To further investigate the affects of DMSO as an additive Dominika Strzelecka et al., checked to see if adding 3% DMSO would affect their label free quantification.  I stole the figure above from the open access paper.  In A, you see the ID'ed peptides.  In B you see the quantified peptides.  In the end they found that DMSO really didn't affect the quality of the quantification, though maybe the increase in signal does help you quantify more.

Me?

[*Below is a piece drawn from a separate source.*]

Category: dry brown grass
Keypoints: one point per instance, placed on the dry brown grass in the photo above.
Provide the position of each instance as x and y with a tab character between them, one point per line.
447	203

I'm most interested in the shift in identified peptides!?!  Out of ~2500 peptides ID'ed over 1000 were differentially ID'ed by changing the buffers!

Highly recommended paper that adds more info to a very interesting topic.


22 Temmuz 2015 Çarşamba

Proteomics in negative mode!


Wow!  What is happening in this picture?  Something flat out crazy and awesome.

The paper is in press at MCP here from Nicholas Riley et al., out of some guy named Josh Coon's lab.

What is it?  A hacked LTQ Orbitrap with a new collision source.  They call it the "Multipurpose Dissociation Cell" and it massively improves the signal, speed, and utility of ETD fragmentation.  It improves it to the point that it makes doing proteomics completely in negative mode something that everyone has thought about something that is actually a possibility.

Just last week I spent some time explaining why we don't do negative proteomics for PTMs: poor ionization, fragmentation sucks, there aren't good tools for translating the data, etc.,  Amazing how this field evolves!

To get around poor ionization, this study switched the buffers around.  High pH reverse phase!
To get good fragmentation, they use their awesome new MDC source to perform Acitive Ion Negative ETD (AI-NETD)
To do the data processing, they studied the AI-NETD fragmentation spectra and determined the new charge-reduction loss masses and processed the data to remove these components.  Then they used a modified version of OMSSA that was set to read a(dot) and x fragment ions.


I had to pull the Wikipedia peptide fragmentation chart to figure out where things are coming apart. Wow, right?

This isn't the first run at doing negative proteomics.  It isn't even the first run at doing negative ETD fragmentation.  This is, however, the first time that we've seen this approach produce results on the same scale as we get from positive fragmentation studies.

In one run they broke the 1,000 proteins ID'ed barrier on yeast.
Using multiple enzymes they come close to 100% coverage of the yeast proteome.  How's that for on the right scale!?!

But that isn't really where the power of this approach is needed.  We can get whole proteome shotgun coverage.  We've kind of got that one in the bag.  This opens up a whole new capacity for ions that prefer negative charges.  Like many post translational modifications do.  Heck, this might even open us up for more high throughput analyses of completely different biomolecules like oligonucleotides.

I want to extend a personal thank you to the authors here.  I was trying to come up with reasons to get out of bed early this morning and just when "staying employed" didn't seem like it was enough to tip the scales, I found this in MCP.  Now I'm up, motivated and about to head out the door to see what else all you brilliant people are up to out there!